🔌 STT Integrations
Integrate YourVoic Speech-to-Text into your applications, automation workflows, voice AI platforms, and telephony systems. Our API supports both batch transcription and real-time streaming.
Integration Overview #
YourVoic STT provides multiple integration options to fit your needs:
REST API
Upload audio files for batch transcription with full feature support.
WebSocket
Real-time streaming transcription for live audio applications.
Webhooks
Receive notifications when transcriptions complete.
Telephony
Integrate with Asterisk, FreeSWITCH, and SIP systems.
🤖 Automation Platforms #
Integrate YourVoic STT into your automation workflows using popular no-code/low-code platforms.
n8n Workflow Automation
Use the HTTP Request node in n8n to transcribe audio files or process voice recordings automatically.
{
"url": "https://yourvoic.com/api/v1/stt/transcribe",
"method": "POST",
"authentication": "predefinedCredentialType",
"nodeCredentialType": "httpHeaderAuth",
"sendHeaders": true,
"headerParameters": {
"parameters": [
{ "name": "X-API-Key", "value": "={{ $credentials.apiKey }}" }
]
},
"sendBody": true,
"contentType": "multipart-form-data",
"bodyParameters": {
"parameters": [
{ "name": "file", "value": "={{ $binary.data }}" },
{ "name": "model", "value": "cipher-fast" },
{ "name": "response_format", "value": "json" }
]
}
}
n8n Workflow: Voicemail to Slack
- Trigger: Webhook receives audio file from phone system
- HTTP Request: Send to YourVoic STT API
- Set Node: Extract transcription text
- Slack Node: Post transcription to channel
- Optional: Store in Google Sheets or Notion
Zapier Automation
Create Zaps to automatically transcribe audio files when they're uploaded or received.

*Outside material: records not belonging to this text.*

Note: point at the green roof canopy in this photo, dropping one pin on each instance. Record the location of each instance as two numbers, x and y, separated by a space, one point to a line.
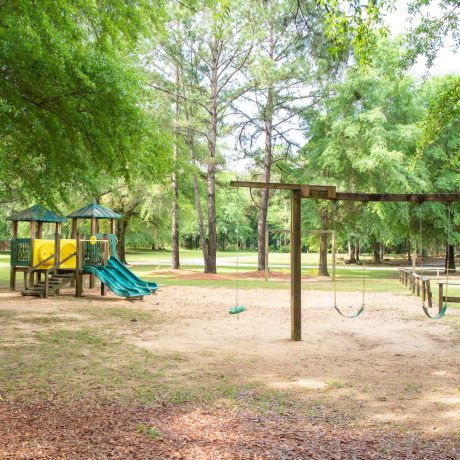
95 211
37 213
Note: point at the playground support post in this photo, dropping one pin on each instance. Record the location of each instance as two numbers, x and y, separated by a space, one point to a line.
296 266
266 253
327 192
92 279
14 234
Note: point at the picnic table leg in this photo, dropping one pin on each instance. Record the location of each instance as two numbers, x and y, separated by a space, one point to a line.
441 296
429 294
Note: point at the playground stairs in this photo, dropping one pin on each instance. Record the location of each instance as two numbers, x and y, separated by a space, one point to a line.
55 282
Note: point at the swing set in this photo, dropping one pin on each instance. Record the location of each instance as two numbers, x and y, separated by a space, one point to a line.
328 192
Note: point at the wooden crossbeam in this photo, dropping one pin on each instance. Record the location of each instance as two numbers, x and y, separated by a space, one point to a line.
327 192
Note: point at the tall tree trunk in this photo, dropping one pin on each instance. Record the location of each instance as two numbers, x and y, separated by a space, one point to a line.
323 244
376 252
449 260
122 229
210 260
351 253
199 213
196 192
263 207
286 223
175 261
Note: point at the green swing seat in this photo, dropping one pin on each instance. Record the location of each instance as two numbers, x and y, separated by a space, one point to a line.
354 315
236 310
441 313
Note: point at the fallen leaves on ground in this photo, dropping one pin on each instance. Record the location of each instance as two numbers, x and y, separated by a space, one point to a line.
45 429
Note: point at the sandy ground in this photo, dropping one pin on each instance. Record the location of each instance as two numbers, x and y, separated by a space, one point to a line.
390 367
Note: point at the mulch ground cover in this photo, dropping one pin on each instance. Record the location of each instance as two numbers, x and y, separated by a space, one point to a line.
84 430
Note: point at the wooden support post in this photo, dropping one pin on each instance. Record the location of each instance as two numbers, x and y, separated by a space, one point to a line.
92 279
57 245
14 235
78 271
105 259
333 255
296 266
73 235
13 279
441 296
266 253
33 229
39 230
46 285
429 294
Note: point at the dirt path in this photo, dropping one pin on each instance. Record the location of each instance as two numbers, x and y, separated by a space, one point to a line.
391 368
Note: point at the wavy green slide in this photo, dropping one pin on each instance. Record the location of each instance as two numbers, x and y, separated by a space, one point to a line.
121 280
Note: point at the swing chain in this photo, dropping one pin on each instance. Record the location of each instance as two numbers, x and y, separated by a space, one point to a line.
334 209
421 249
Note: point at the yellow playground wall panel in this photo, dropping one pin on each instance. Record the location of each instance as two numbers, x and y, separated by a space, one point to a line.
42 249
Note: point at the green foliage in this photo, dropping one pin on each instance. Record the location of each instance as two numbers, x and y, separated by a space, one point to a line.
355 25
71 95
443 110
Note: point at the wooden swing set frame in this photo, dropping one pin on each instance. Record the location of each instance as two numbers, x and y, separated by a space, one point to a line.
326 192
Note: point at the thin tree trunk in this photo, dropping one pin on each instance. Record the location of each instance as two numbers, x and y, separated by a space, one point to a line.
263 207
210 260
376 252
175 261
449 260
351 253
122 229
323 244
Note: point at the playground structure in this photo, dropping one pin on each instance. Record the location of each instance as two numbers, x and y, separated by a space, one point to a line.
49 265
328 192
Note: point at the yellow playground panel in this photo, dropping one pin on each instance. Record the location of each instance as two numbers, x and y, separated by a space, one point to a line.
42 249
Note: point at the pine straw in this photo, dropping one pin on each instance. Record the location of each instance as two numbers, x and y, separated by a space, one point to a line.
83 430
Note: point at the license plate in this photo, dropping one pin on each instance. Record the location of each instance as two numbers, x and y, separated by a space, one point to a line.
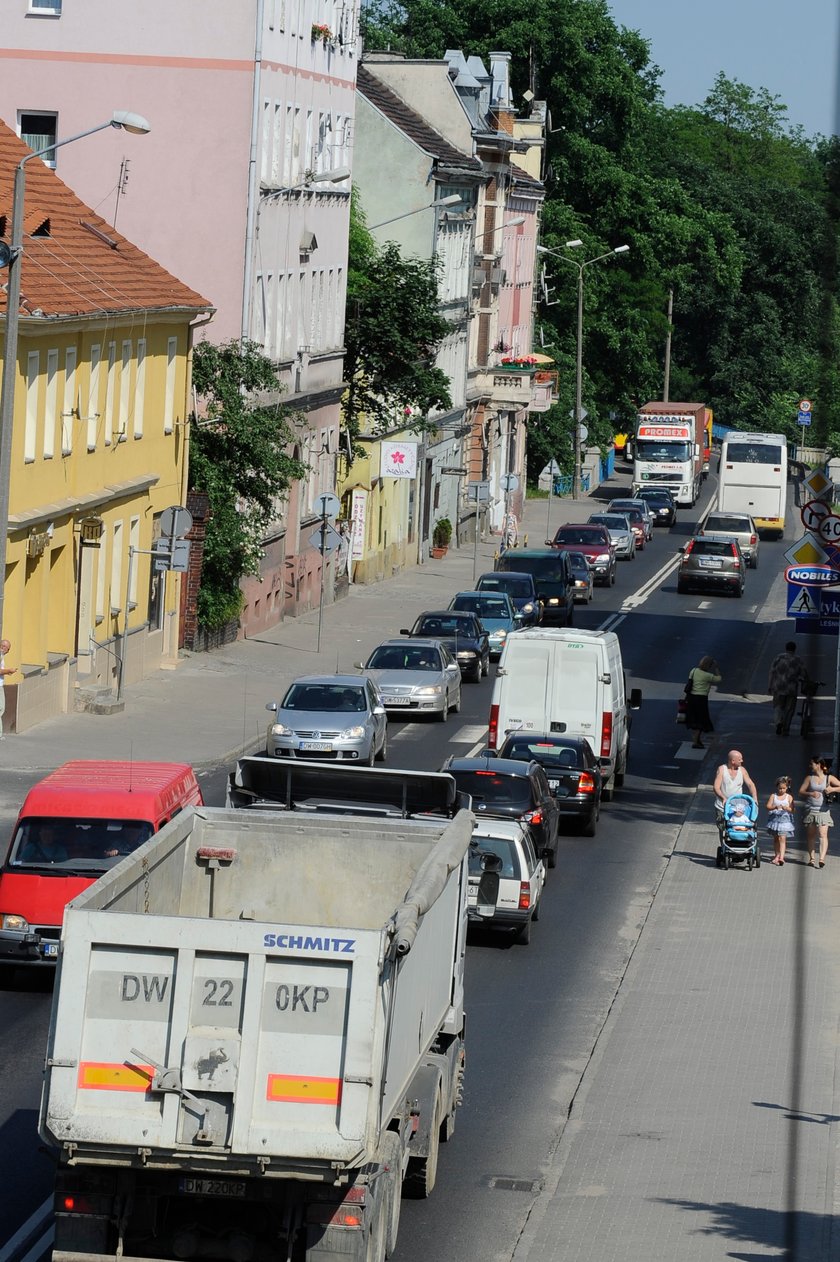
212 1186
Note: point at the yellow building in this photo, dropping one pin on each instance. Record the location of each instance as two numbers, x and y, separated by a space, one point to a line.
99 452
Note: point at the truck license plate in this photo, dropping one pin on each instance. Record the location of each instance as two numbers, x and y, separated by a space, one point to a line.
212 1186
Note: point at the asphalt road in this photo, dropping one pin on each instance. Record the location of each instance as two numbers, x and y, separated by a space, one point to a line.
534 1012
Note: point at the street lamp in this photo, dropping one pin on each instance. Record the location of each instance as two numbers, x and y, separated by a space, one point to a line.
430 206
11 258
573 245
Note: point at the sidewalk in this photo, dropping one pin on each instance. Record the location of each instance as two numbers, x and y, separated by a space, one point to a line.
211 707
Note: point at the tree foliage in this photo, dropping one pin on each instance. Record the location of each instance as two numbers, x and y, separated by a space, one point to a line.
240 458
723 205
392 331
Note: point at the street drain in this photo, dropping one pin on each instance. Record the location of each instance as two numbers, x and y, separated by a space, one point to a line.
515 1184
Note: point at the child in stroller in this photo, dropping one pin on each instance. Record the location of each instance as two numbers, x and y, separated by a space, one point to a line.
738 833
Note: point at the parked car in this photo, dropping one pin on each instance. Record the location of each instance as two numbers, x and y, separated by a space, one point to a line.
331 717
619 531
507 789
661 504
628 506
496 615
711 562
415 677
520 586
462 634
507 847
740 526
594 543
584 584
571 767
551 577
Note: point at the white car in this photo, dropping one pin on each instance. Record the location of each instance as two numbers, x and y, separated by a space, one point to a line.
619 531
507 846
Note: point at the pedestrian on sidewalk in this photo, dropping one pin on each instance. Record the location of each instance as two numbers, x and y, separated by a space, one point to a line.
817 818
780 822
5 646
786 680
696 702
732 778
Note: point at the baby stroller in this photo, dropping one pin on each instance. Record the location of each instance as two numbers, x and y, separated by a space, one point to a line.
738 833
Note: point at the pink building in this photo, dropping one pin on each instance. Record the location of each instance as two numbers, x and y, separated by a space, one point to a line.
241 188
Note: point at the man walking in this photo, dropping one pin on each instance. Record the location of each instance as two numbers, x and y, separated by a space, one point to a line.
787 677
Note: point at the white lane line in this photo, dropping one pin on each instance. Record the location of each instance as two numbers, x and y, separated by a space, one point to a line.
33 1223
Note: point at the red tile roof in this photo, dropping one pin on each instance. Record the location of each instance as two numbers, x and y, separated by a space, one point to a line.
77 264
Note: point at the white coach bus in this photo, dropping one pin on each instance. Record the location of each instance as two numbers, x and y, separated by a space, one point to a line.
753 477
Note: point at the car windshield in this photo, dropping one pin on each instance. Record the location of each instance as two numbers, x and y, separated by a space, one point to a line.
517 588
440 624
397 658
588 538
324 698
502 847
484 606
92 844
493 788
546 752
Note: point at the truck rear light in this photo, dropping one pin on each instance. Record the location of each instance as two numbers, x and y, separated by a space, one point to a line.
606 733
493 728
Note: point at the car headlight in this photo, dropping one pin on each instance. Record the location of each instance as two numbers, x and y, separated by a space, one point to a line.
10 920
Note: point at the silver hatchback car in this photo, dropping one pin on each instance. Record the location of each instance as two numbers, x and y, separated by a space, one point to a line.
329 717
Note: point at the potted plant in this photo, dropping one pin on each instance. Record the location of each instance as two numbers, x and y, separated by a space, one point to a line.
440 538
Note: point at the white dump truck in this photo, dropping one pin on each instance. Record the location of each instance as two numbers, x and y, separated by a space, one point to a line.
257 1031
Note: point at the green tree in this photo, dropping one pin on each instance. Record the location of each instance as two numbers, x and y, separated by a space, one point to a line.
239 457
392 331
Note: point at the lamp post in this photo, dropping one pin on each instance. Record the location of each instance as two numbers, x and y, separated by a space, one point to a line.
580 266
11 258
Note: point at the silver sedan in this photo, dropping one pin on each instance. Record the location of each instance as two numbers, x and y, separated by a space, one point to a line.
619 531
415 677
332 717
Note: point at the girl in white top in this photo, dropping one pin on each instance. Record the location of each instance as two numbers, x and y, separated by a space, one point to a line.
780 822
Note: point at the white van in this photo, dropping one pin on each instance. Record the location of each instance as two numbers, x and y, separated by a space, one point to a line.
563 680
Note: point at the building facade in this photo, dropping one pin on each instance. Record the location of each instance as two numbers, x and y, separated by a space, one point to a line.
242 189
100 439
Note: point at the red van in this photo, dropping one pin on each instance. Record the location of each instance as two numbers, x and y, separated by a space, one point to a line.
73 825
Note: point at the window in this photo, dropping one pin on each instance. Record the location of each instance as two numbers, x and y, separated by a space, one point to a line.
93 395
140 389
169 404
33 372
70 408
38 130
51 404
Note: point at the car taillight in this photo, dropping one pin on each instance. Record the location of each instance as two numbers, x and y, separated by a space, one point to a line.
493 728
606 733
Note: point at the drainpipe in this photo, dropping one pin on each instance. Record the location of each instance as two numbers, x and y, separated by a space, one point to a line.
250 221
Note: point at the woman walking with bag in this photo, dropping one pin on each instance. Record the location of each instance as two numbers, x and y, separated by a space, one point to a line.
696 697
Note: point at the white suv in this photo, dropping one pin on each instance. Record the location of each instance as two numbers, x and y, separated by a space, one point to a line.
507 846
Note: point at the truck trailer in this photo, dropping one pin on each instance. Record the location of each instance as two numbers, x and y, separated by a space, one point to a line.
257 1029
672 448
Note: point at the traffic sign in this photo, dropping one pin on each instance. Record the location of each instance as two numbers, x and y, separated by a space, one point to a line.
812 576
812 513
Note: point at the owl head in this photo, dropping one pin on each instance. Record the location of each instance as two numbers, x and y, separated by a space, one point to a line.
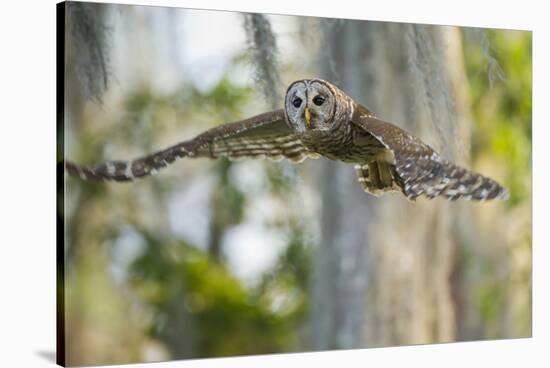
315 105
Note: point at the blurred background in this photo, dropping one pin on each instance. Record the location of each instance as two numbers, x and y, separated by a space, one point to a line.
219 258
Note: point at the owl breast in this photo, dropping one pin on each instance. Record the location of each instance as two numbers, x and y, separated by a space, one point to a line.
342 145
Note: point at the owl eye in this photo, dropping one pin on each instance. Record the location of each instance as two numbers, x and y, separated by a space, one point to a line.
318 100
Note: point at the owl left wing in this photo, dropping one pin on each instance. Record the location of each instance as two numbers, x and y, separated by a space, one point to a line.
264 135
415 169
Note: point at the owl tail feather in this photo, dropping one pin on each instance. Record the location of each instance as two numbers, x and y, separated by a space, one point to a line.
443 178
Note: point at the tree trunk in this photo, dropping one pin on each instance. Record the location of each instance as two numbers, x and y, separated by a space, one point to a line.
404 74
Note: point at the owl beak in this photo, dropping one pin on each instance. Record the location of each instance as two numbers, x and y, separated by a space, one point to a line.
307 116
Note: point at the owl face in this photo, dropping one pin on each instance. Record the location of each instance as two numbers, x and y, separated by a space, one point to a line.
310 105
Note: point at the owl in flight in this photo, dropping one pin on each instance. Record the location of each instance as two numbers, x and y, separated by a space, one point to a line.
319 119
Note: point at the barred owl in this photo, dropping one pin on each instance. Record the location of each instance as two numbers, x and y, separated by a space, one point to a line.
321 120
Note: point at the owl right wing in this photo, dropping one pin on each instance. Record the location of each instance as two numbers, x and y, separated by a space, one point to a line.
264 135
403 162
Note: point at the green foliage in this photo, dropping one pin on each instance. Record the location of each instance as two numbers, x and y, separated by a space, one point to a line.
502 108
228 318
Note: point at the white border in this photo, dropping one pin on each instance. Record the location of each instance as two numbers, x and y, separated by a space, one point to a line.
27 312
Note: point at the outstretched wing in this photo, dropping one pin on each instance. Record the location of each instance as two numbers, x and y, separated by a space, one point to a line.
404 162
264 135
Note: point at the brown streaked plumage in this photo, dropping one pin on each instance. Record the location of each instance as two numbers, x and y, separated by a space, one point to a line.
321 120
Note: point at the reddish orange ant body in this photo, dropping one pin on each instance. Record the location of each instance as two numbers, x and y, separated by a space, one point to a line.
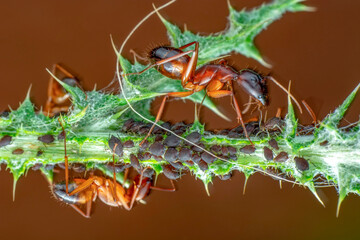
216 78
85 191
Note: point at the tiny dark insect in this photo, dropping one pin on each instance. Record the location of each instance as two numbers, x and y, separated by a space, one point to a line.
224 150
171 154
48 138
37 166
194 137
324 143
301 164
217 79
274 124
215 148
78 167
203 165
196 157
225 176
197 149
170 172
128 144
117 168
178 165
172 141
39 153
185 154
157 149
268 154
5 140
207 157
135 162
232 150
61 135
281 157
273 144
18 151
115 146
248 149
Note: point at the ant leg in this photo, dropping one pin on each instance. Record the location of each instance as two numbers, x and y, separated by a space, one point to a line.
247 106
82 213
173 189
66 160
310 111
278 113
198 110
223 93
89 199
84 185
190 69
158 116
126 174
56 94
135 56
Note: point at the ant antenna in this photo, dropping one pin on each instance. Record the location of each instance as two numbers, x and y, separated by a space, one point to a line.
118 53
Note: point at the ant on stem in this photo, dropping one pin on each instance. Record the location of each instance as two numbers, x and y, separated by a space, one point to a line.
124 74
215 78
109 191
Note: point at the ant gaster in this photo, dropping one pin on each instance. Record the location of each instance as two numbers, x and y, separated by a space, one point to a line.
216 78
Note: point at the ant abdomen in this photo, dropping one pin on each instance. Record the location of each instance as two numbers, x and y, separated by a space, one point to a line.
254 84
173 69
59 190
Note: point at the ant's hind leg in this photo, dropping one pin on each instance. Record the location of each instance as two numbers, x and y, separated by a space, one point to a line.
65 159
223 93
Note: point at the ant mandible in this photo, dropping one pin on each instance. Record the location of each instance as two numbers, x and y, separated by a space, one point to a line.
216 78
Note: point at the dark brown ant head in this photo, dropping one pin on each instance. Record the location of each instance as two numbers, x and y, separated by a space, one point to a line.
254 84
59 191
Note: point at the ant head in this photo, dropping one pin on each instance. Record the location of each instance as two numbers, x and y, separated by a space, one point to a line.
254 84
59 191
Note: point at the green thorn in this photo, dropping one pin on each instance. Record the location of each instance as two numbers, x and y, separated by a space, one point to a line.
207 188
14 187
28 93
313 190
245 184
342 195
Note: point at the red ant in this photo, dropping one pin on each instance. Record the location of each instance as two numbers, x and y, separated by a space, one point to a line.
85 191
216 78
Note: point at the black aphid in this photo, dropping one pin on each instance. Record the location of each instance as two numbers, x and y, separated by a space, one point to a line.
281 157
268 154
115 145
301 164
48 138
5 140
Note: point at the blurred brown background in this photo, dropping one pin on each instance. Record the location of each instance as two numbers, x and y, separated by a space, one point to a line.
318 51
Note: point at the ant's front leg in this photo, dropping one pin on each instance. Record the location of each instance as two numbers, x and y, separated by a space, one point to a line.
161 109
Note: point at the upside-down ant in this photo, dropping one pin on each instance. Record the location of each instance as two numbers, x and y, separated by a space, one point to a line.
112 193
216 78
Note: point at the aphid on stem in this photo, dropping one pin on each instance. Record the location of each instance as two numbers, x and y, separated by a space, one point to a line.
189 72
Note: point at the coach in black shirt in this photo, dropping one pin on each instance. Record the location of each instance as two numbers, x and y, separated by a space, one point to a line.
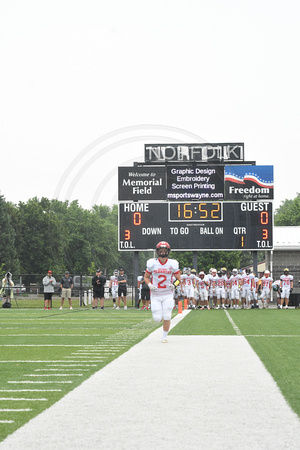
122 288
98 283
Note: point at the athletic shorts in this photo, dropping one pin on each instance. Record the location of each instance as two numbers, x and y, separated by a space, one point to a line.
265 293
203 294
122 290
99 293
145 294
66 293
162 307
285 293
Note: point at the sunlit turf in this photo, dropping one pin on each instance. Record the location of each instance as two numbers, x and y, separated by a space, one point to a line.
273 334
205 322
45 354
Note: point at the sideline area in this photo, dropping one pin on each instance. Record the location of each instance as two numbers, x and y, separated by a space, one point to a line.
196 392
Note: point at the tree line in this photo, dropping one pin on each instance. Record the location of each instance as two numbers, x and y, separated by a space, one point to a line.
43 234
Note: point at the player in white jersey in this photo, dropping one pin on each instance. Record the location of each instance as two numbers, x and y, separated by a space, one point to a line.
220 290
254 293
235 281
158 276
227 289
212 279
188 282
202 288
276 288
266 285
286 286
247 282
113 286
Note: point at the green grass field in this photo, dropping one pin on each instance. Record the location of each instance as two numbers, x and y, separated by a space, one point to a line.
45 354
273 334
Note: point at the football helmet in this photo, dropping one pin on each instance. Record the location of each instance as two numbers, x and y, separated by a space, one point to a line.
163 249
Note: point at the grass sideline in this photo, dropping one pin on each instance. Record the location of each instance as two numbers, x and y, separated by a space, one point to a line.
273 334
45 354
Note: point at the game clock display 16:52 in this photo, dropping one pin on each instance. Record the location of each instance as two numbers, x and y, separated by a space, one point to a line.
196 225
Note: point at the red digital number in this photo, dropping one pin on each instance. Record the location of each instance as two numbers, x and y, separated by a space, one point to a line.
264 218
137 218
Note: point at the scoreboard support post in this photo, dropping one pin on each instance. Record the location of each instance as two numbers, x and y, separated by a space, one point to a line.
135 292
254 254
195 260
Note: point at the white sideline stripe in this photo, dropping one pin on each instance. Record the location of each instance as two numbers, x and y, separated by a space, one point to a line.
14 399
39 382
30 390
255 396
234 326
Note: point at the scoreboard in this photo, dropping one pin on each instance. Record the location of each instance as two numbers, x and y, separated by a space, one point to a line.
196 225
195 205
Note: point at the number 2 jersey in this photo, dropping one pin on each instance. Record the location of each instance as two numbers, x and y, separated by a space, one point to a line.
161 275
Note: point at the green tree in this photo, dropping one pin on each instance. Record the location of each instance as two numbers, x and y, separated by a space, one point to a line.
288 214
8 251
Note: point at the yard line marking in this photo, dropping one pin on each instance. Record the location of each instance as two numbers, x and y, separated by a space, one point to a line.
53 374
30 390
234 326
91 359
39 382
15 410
24 399
47 370
47 345
71 365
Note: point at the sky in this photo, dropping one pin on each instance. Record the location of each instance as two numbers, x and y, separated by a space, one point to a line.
85 84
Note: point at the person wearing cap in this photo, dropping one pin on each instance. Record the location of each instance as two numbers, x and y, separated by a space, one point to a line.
98 283
122 288
66 286
49 283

- Choose your trigger (e.g., "New File in Google Drive")
- Add "Webhooks by Zapier" as an action
- Select "Custom Request"
- Method: POST
- URL:
https://yourvoic.com/api/v1/stt/transcribe - Add header:
X-API-Key: your-api-key - Upload the audio file as form-data
Make.com (Integromat)
Use the HTTP module to transcribe audio files in your Make.com scenarios.
{
"url": "https://yourvoic.com/api/v1/stt/transcribe",
"method": "POST",
"headers": [
{ "name": "X-API-Key", "value": "your-api-key" }
],
"bodyType": "multipart/form-data",
"fields": [
{ "key": "file", "type": "file", "value": "{{audio_file}}" },
{ "key": "model", "type": "text", "value": "lucid-mono" },
{ "key": "diarize", "type": "text", "value": "true" },
{ "key": "punctuate", "type": "text", "value": "true" }
]
}
🎙️ Voice AI Platforms #
Build real-time voice AI applications with streaming STT capabilities.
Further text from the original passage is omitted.